Race conditions are often described as “send requests at the same time.” That is the delivery technique, not the bug.

The bug is a non-atomic state transition. The application checks one state, acts later, and leaves a window where another request can change what the first request thought it had validated.

Find the transition first

The PortSwigger race-condition labs cover the usual targets:

  • coupon use;
  • login failure counters;
  • checkout validation;
  • pending email changes;
  • password-reset tokens;
  • registration confirmation.

Each one has a state transition. The useful test is to split it into check, write, confirmation, and side effect. The race window usually lives between two of those steps.

Same endpoint, different endpoint, or side effect

Some races repeat one request:

POST /cart/coupon

Others line up different requests:

POST /cart
POST /cart/checkout

The email-change lab shows a third form: the bug is not the endpoint itself, but an asynchronous side effect. The database says one pending email while the mail-rendering task reads another.

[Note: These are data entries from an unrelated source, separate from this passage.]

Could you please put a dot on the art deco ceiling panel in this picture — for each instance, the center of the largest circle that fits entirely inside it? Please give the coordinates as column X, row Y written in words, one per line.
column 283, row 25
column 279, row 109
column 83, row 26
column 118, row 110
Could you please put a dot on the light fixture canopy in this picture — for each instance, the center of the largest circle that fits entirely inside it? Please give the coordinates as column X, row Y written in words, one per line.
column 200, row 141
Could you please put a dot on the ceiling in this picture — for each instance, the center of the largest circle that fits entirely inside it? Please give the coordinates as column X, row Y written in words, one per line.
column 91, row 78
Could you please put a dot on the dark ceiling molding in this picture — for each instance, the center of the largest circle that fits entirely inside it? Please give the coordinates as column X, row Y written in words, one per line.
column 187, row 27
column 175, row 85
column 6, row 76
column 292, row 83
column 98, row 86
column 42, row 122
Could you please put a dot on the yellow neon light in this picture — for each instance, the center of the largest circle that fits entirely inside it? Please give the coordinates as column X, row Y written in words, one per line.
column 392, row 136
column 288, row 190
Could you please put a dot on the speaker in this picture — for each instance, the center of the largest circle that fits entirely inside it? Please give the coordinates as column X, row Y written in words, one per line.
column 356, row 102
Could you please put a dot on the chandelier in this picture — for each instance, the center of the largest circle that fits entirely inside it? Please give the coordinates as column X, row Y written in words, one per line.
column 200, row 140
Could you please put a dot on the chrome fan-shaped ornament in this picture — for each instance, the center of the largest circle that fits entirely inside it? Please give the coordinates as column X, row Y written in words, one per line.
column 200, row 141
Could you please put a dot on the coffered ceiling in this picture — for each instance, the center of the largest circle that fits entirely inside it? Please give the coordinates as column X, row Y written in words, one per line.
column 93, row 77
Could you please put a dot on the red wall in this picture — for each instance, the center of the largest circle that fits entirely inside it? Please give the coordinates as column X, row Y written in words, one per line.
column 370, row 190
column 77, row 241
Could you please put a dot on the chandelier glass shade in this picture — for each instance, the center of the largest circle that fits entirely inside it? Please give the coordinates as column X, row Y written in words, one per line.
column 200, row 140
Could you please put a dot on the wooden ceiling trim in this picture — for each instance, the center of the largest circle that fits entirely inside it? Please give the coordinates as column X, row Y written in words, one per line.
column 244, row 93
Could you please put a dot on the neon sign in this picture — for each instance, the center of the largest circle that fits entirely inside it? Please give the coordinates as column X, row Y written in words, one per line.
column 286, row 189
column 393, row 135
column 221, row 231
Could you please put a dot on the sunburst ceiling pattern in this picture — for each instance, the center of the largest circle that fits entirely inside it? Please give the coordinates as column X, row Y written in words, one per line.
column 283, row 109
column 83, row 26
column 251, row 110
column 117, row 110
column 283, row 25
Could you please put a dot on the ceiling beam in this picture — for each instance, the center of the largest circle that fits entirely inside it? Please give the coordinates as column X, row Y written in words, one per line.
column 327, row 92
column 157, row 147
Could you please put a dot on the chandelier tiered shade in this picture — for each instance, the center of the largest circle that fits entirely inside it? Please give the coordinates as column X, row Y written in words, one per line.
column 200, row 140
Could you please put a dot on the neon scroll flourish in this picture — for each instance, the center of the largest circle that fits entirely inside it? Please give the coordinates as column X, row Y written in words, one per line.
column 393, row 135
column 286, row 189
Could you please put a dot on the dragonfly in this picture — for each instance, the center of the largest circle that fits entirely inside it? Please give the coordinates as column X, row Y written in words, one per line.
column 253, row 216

That distinction matters for testing. Replaying one request is not enough; you have to understand the workflow.

Precision beats volume

Volume helps only if requests actually hit the window. HTTP/2 single-packet attacks and gate-based release make timing sharper:

for payload in payloads:
    engine.queue(target.req, payload, gate='1')
engine.openGate('1')

The goal is not just “many requests.” It is “the server observes the same stale state many times.”

Partial construction is the dangerous edge

The expert lab is a partial-construction bug. A user is partly created before its confirmation token is fully initialized. A confirmation request using an empty-array token shape can land in that temporary state:

POST /confirm?token[]=

This class appears whenever systems expose half-built rows, files, sessions, or jobs to other endpoints.

Defender notes

Hardening:

  • put check-and-act logic in transactions or atomic operations;
  • use row locks, unique constraints, and compare-and-set for shared state;
  • make coupons, balances, counters, and pending-email records single-owner transitions;
  • bind async jobs to immutable snapshots;
  • generate reset tokens with CSPRNGs, not timestamps;
  • keep partial objects invisible until fully initialized;
  • serialize critical actions per user or resource.

Detection:

  • bursts of identical state-changing requests;
  • impossible counts, such as multiple coupon successes;
  • lockout counters lower than the observed attempts;
  • order success after insufficient-funds responses;
  • mismatched email recipient and confirmation body;
  • duplicated reset tokens;
  • empty-array or malformed confirmation tokens.

Good race-condition defense is not “hope requests arrive slowly.” It is making the state transition indivisible.